Trata-se de uma provocaçao de Von Trier, tanto maior porque a idiotice de seus personagens é revelada pelo olhar de uma estranha ao grupo. Novamente a idéia do forasteiro. Crueldade: a mulher usada e abusada pelos idiotas de mentira talvez seja uma idiota de verdade. É o que faz de Os Idiotas uma experiência quase insuportável. Mas você precisa ver este filme. Com sua obra precedente, Von Trier levou a extremos a sofisticaçao do cinema. Ondas do Destino é genial, mas Europa leva o esteticismo até o grau de um formalismo que tomba no vazio. Com Os Idiotas, Von Trier muda o rumo.

O filme foi feito no quadro do documento chamado Dogma 95, firmado por Von Trier e Thomas Vinterberg (de Festa de Família), entre outros diretores. O Dogma estabelece um decálogo para a realizaçao de filmes. Dez regras que retiram o cinema da vertente ilusionista para propor uma volta às origens. Domingos Oliveira acha que o Dogma talvez seja a soluçao para o cinema brasileiro. Peter Greenaway, com seu cinema baseado no artifício considera o movimento deplorável.

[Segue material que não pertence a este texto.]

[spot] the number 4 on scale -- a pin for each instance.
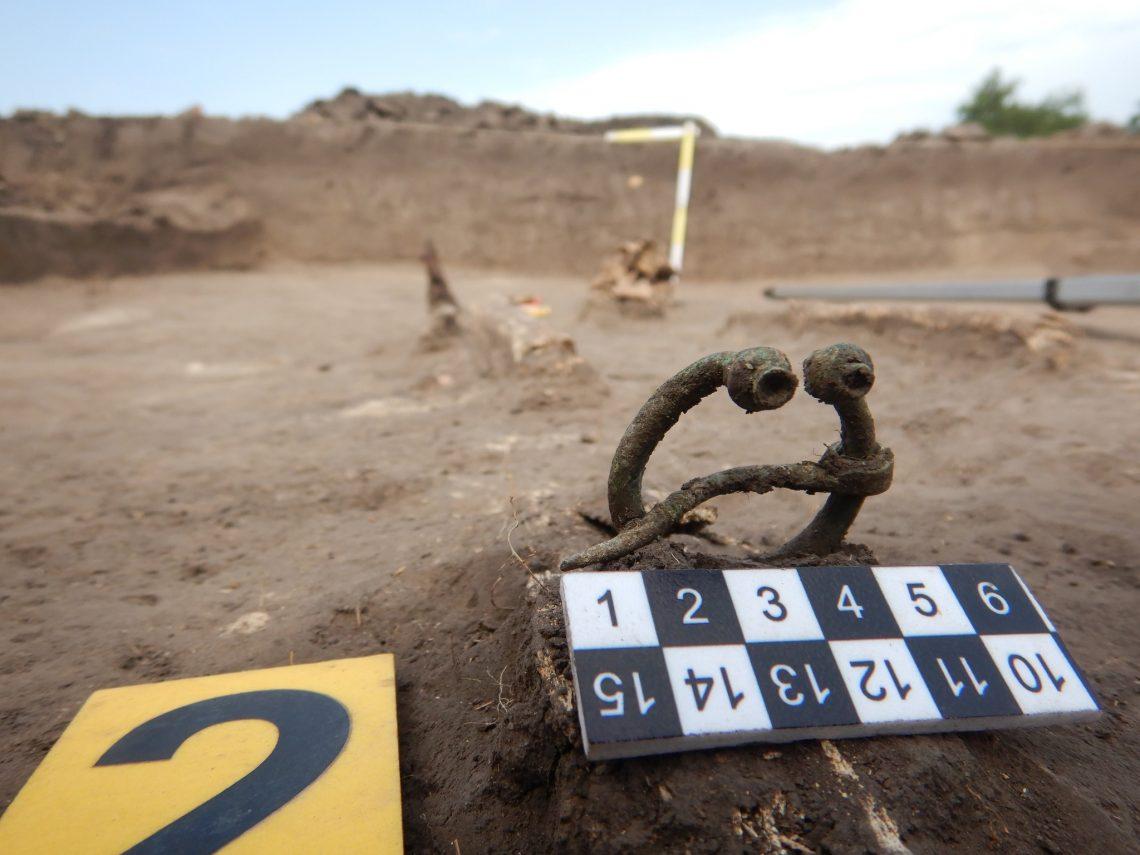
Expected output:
(847, 602)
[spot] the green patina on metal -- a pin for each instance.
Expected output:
(757, 379)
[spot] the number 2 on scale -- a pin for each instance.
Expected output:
(691, 616)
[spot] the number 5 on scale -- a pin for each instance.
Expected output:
(617, 697)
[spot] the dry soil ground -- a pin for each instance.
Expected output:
(211, 472)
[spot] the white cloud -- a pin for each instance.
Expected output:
(864, 70)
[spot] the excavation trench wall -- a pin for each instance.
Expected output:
(82, 195)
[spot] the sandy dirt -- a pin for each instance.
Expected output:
(212, 472)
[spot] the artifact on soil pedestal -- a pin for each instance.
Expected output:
(757, 379)
(637, 278)
(441, 303)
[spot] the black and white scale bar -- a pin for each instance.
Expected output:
(672, 660)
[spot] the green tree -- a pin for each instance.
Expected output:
(994, 106)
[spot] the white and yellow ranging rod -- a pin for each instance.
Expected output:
(686, 133)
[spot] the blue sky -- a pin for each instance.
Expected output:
(828, 73)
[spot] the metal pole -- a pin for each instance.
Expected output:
(1069, 293)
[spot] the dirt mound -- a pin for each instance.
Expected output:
(170, 229)
(349, 181)
(351, 105)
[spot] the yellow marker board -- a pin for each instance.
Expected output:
(301, 758)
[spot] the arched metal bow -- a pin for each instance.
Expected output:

Tanto Os Idiotas quanto Festa de Família, com sua temática do incesto, sao filmes sobre uma sociedade enferma, que nao resolveu seus problemas afetivos e existenciais. Von Trier diz que o filme dele é, ao mesmo tempo, moderno e nostálgico. Ele acrescenta que, com Os Idiotas, assume a nostalgia pela Nouvelle Vague, o movimento que mudou o cinema francês por volta de 1960. Como a Nouvelle Vague, acha que o Dogma, e Os Idiotas, em particular, busca novos rumos para a sobrevivência do cinema.

Escrito em quatro dias, rodado em 30, finalizado em três meses, Os Idiotas nega o artifício do cinema ao mesmo tempo que o assume. Tem uma cena de sexo explícito, mas o ato que o diretor mostra em detalhe é fake, no sentido de que nao envolveu seus atores. Foi feita com atores de filmes pornográficos e inserida na montagem. É um efeito e o Dogma tem entre as suas regras aquela que diz que nenhum efeito é admitido. O diretor afirma que usou o recurso para evitar o constrangimento de seus atores.

Outro artifício: Von Trier admite que a precariedade técnica de Os Idiotas é apenas aparente. Ele trabalhou duro com os diretores de fotografia Kristoffer Nyholm, Jesper Jargil e Casper Holm, chegando a manipular pessoalmente a câmera para obter aquele efeito de granulaçao da imagem. O resultado é uma experiência rara, um filme que pode até irritar, mas sob hipótese alguma deixa o espectador indiferente.